Not that Stevens' life in Abilene was devoid of classical music. There was a local symphony, and owing to the limited number of skilled players in the region, she was able to play with the orchestra full time during high school. As a result, by the time she left her hometown, she was not only familiar with most of the basic symphonic literature, she had played it herself -- an experience she'd have been unlikely to have gotten in a larger community.
These days, Stevens stays busy. Very busy. This weekend, she has the TEMP Flash and Trash concert. The weekend of Valentine's Day, as part of the Austin Bach Quartet, she'll play Le Muse Giocose (The Playful Muses), a concert of early Italian baroque music featuring soprano Jenifer Thyssen. The week after, she'll join La Follia for Tour de France, a concert of music composed for the court of Versailles and the cathedral of Notre Dame. The week after that is another TEMP concert, Three Worlds of Spain: Islam, Christian and Judaic, featuring Spanish dances and love songs from the 14th to the 17th century. Then there are weddings to play nearly every week. ("The bread-and-butter of a string player's existence is gigging," she says.)
And if she isn't performing around Austin, chances are Stevens is playing somewhere else; she's played with the Texas Bach Choir, Ars Lyrica Houston, Texas Bach Collegium, Chanticleer Sinfonia, Seattle Baroque Orchestra, and Philharmonia Baroque Orchestra of San Francisco. Stevens' work with this last ensemble has been most gratifying. "Each time I go out there is like a big two-week lesson," she says. By asking players for their input and encouraging them to build on what's on the page, conductor Nicholas McGegan builds a sense of ensemble and a feeling of musicians being comfortable with the music and one another.
Johnson sees Stevens bringing those qualities back to Austin. When she's working with players, Johnson notes, "she knows how to say what she needs to say without being authoritarian." He credits her with nurturing players (skills honed from years of practice with her children Andrew, Alex, and Alyssa).

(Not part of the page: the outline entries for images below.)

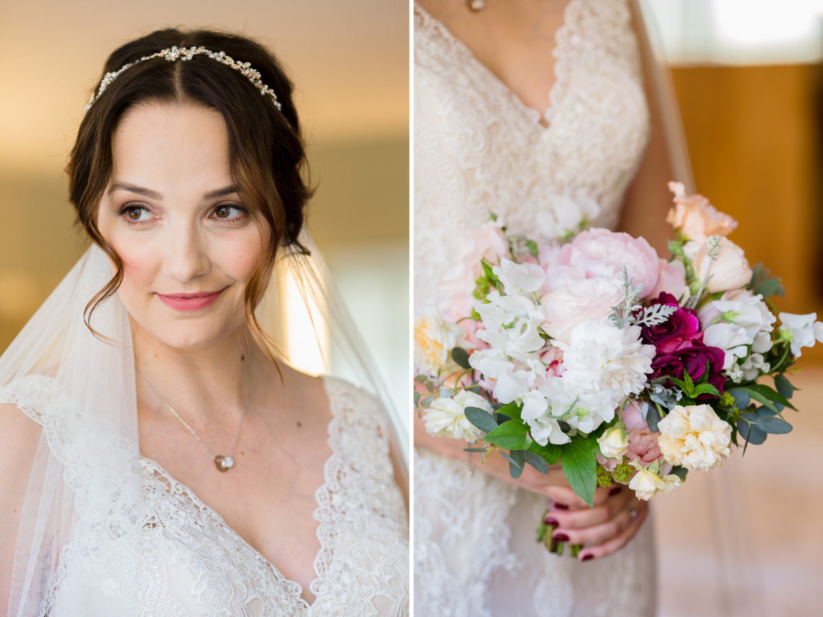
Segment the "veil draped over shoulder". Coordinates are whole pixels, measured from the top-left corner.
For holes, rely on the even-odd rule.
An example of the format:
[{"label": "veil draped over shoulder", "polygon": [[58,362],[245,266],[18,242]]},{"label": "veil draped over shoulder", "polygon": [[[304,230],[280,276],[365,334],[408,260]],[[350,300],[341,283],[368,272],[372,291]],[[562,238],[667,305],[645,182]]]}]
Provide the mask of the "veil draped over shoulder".
[{"label": "veil draped over shoulder", "polygon": [[[345,378],[377,395],[390,411],[368,351],[305,231],[311,256],[277,260],[256,314],[277,340],[287,320],[282,281],[299,294],[331,345]],[[129,615],[149,588],[142,555],[152,523],[141,489],[134,360],[128,315],[114,295],[83,321],[90,299],[111,277],[90,248],[0,357],[0,599],[7,615]],[[322,324],[320,323],[322,322]],[[287,364],[296,350],[278,349]],[[400,435],[405,443],[405,434]],[[0,613],[3,605],[0,602]]]}]

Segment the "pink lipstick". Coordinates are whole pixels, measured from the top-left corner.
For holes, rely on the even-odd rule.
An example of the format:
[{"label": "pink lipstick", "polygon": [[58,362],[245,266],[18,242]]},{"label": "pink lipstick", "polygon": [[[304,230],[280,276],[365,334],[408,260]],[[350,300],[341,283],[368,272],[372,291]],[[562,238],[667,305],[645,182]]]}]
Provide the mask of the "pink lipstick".
[{"label": "pink lipstick", "polygon": [[175,311],[199,311],[212,306],[224,290],[219,291],[198,291],[193,294],[157,294],[160,301]]}]

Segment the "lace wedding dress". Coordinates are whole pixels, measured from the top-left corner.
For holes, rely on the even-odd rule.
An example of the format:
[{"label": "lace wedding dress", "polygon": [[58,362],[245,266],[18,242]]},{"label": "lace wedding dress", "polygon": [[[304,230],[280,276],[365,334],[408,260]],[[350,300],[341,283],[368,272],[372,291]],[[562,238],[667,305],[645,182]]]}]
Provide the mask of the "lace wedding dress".
[{"label": "lace wedding dress", "polygon": [[[569,200],[596,201],[613,228],[649,132],[625,0],[571,0],[556,34],[545,115],[526,107],[470,50],[415,8],[415,312],[435,305],[457,239],[502,216],[540,239]],[[421,617],[643,617],[654,611],[647,521],[622,550],[581,563],[534,541],[546,499],[466,462],[418,450],[415,606]]]},{"label": "lace wedding dress", "polygon": [[[309,587],[316,596],[311,605],[300,597],[298,583],[286,579],[188,487],[143,457],[135,457],[142,493],[139,537],[119,544],[114,540],[92,551],[67,542],[60,555],[71,571],[58,568],[64,584],[44,591],[46,597],[37,602],[48,602],[53,615],[125,615],[118,607],[131,601],[128,595],[137,589],[136,605],[128,610],[141,617],[407,615],[408,525],[388,457],[389,420],[364,391],[334,378],[324,378],[324,386],[332,415],[332,455],[325,463],[325,484],[315,494],[321,548]],[[42,427],[53,460],[63,462],[67,484],[77,489],[75,516],[81,517],[90,506],[104,507],[81,494],[78,476],[99,472],[89,460],[95,451],[78,452],[77,444],[66,439],[60,414],[42,411],[72,405],[60,384],[31,374],[0,388],[0,403],[13,405]],[[98,431],[107,429],[91,426],[83,433],[95,441]],[[128,449],[98,442],[95,451],[109,448]],[[113,477],[102,480],[117,483]],[[118,505],[108,504],[112,510]],[[84,562],[91,560],[86,570]],[[39,565],[48,568],[42,561]],[[78,596],[78,587],[65,583],[84,571],[95,574],[79,587]],[[44,582],[49,578],[48,573],[40,574]]]}]

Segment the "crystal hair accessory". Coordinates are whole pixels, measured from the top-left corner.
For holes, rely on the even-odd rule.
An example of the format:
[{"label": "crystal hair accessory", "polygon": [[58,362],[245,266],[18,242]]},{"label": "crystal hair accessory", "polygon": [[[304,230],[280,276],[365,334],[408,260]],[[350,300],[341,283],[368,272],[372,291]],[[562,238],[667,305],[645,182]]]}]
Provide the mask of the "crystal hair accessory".
[{"label": "crystal hair accessory", "polygon": [[205,47],[192,46],[189,48],[183,47],[179,49],[175,45],[166,49],[163,49],[162,51],[159,51],[156,53],[152,53],[151,56],[143,56],[139,60],[135,60],[133,63],[124,64],[118,71],[108,72],[104,75],[103,80],[100,81],[100,85],[97,87],[97,90],[91,93],[91,97],[89,99],[88,104],[86,105],[85,110],[89,110],[89,108],[91,108],[94,102],[100,98],[100,95],[105,91],[105,89],[109,86],[109,85],[120,76],[120,73],[129,67],[133,67],[137,63],[142,63],[144,60],[151,60],[155,58],[162,58],[171,63],[175,60],[191,60],[194,56],[208,56],[212,60],[216,60],[227,67],[231,67],[231,68],[235,71],[239,71],[241,75],[245,77],[246,79],[253,84],[255,88],[260,90],[261,95],[268,95],[272,97],[272,101],[274,103],[274,106],[278,109],[282,109],[280,104],[280,101],[277,100],[277,95],[274,93],[274,90],[263,82],[260,79],[260,72],[252,68],[249,63],[239,63],[231,56],[227,55],[226,52],[215,52],[211,49],[207,49]]}]

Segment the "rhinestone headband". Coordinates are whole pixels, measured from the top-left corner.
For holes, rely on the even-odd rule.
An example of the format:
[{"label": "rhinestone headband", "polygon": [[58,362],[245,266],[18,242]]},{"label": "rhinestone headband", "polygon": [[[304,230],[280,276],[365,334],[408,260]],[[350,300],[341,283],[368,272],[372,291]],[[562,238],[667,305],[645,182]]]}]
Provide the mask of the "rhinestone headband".
[{"label": "rhinestone headband", "polygon": [[154,58],[162,58],[172,63],[175,60],[191,60],[194,56],[208,56],[212,60],[216,60],[227,67],[231,67],[235,71],[239,71],[241,75],[244,76],[246,79],[254,85],[255,88],[260,90],[261,95],[268,95],[271,96],[272,101],[274,103],[274,106],[278,109],[281,109],[280,101],[277,100],[277,95],[274,94],[274,90],[261,81],[260,72],[252,68],[249,65],[249,63],[239,63],[231,56],[226,55],[226,52],[213,52],[211,49],[207,49],[205,47],[193,46],[188,49],[184,47],[179,49],[177,46],[174,46],[168,49],[159,51],[156,53],[152,53],[151,56],[143,56],[139,60],[135,60],[133,63],[123,65],[119,70],[115,71],[114,72],[108,72],[104,75],[103,81],[100,81],[100,85],[97,88],[97,90],[91,93],[91,98],[89,99],[89,103],[86,105],[85,110],[89,110],[89,108],[91,107],[92,104],[94,104],[94,102],[100,98],[100,95],[103,94],[109,85],[119,77],[120,73],[129,67],[133,67],[137,63],[141,63],[143,60],[151,60]]}]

Stevens says that it's all about keeping the environment safe, so that everyone feels that it's OK to try new things and make mistakes, even to fall flat on your face. If that happens, she'll gently suggest a different approach or maybe make a joke -- she's known for her sense of humor -- but whatever she does, it will have the human touch. With Stevens, that's the constant.
Johnson recalls a duet that Stevens played with a faculty member from Baylor years ago. The music was difficult, and the two had gotten to rehearse it only once, but as they were playing, during what Johnson calls "all this furious imitation and nonstop activity," something magical happened. Stevens started an imitation that the other musician had to follow, and something rich and human rang out from her violin. Soprano Stephanie Prewitt, who was sitting with Johnson, turned to him and just went, "Oh." Such reactions weren't caused by something in the score, he notes. "That was Laurie. With her, they happen all the time."